Nevertheless, until then, look for SPACs to start to dominate the headlines, as the market segment returns to the front pages.
The trade war-led spike in market volatility, along with the quick bear market in stocks, has led some allocators to flee to the safety of short term bond funds. While short term bonds are a fine place to hide, allocators seeking the consistency and low volatility of returns provided by short term bonds could attain those characteristics along with potentially higher returns, in addition to tax efficiency, with merger arbitrage.
Source: Accelerate
While both strategies are low risk in nature, bond investors will never see a 200% return on one of their bond holdings as merger arbitrageurs recently experienced with the Cantor Equity Partners SPAC.
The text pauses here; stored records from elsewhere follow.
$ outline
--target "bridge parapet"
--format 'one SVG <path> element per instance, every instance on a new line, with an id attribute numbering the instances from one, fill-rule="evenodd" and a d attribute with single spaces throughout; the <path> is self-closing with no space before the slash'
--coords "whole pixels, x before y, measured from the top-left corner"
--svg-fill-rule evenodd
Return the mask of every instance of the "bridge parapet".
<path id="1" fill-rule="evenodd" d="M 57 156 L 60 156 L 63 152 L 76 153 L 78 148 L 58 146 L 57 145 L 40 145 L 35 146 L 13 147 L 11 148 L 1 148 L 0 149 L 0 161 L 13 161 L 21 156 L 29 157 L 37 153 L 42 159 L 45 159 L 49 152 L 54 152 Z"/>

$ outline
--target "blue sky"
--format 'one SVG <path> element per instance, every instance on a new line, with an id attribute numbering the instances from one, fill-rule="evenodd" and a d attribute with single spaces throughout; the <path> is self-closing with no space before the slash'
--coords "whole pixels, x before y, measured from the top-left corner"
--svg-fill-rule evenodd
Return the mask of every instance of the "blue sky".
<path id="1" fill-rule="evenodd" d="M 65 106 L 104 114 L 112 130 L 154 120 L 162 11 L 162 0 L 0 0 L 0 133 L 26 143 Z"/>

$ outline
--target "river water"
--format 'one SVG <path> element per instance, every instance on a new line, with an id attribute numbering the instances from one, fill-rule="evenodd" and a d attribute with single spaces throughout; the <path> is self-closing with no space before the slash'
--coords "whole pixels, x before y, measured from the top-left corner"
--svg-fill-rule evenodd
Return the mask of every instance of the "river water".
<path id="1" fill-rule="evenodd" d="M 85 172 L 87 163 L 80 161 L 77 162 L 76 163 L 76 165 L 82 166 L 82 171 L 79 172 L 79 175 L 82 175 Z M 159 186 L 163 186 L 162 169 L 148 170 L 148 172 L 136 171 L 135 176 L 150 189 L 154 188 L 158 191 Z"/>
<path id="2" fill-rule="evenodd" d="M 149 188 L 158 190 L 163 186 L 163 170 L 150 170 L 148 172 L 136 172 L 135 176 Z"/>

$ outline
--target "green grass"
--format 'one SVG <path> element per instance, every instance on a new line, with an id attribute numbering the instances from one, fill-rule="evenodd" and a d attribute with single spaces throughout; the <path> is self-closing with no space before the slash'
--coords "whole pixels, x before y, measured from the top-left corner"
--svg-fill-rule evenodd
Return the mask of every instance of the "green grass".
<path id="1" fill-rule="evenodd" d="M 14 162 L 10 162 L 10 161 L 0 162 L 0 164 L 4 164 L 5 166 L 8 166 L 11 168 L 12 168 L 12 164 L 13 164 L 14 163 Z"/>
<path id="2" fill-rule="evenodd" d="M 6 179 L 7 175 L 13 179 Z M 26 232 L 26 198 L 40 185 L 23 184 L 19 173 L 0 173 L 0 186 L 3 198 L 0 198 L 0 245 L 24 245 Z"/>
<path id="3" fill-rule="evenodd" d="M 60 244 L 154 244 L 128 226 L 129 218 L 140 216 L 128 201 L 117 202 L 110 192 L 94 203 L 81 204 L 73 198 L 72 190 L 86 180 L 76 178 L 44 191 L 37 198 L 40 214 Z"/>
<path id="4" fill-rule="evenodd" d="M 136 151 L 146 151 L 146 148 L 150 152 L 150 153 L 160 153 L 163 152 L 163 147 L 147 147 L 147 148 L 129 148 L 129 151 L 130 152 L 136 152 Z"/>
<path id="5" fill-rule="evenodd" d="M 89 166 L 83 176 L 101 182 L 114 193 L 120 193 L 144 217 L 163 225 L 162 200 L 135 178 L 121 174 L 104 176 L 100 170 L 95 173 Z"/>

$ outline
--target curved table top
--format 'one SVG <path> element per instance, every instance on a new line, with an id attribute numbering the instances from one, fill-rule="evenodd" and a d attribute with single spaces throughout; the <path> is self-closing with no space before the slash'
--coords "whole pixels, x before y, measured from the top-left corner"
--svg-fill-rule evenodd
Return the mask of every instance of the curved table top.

Regardless, the SPAC market remains dramatically under-owned, with multistrategy hedge funds and generalist investors fleeing the asset class en masse in 2022, leaving pure risk arbitrageurs to own the market. Accordingly, while this attractive upside optionality has just re-emerged, the vast majority of allocators are not yet participating in the strategy, and IPO allocations are still relatively easy to get full fills (for now). Equity upside plus Treasury bill downside is a powerful combination. We saw in 2020 what happens when this small, back water asset class becomes popular. Allocators should take note of the sea change that just occurred.
The AlphaRank.com Merger Monitor below represents Accelerate’s proprietary analytics database on all announced liquid U.S. mergers. The AlphaRank Merger Arbitrage Effective Yield represents the average annualized returns of all outstanding merger arbitrage spreads and is typically viewed as an alternative to fixed income yield.
Each individual merger is assigned a risk rating:
- AA – a merger arbitrage rated ‘AA’ has the highest rating assigned by AlphaRank. The merger has the highest probability of closing.
- A – a merger arbitrage rated ‘A’ differs from the highest-rated mergers only by a small degree. The merger has a very high probability of closing.
- BBB – a merger arbitrage rated ‘BBB’ is of investment grade and has a high probability of closing.
- BB – a merger arbitrage rated ‘BB’ is somewhat speculative in nature and has a greater than 90% probability of closing.
- B – a merger arbitrage rated ‘B’ is speculative in nature and has a greater than 85% probability of closing.
- CCC – a merger arbitrage rated ‘CCC’ is very speculative in nature. The merger is subject to certain conditions that may not be satisfied.
- NR – a merger-rated NR is trading either at a premium to the implied consideration or a discount to the unaffected price.
The AlphaRank merger analytics database is utilized in running the Accelerate Arbitrage Fund (TSX: ARB), which may have positions in some of the securities mentioned.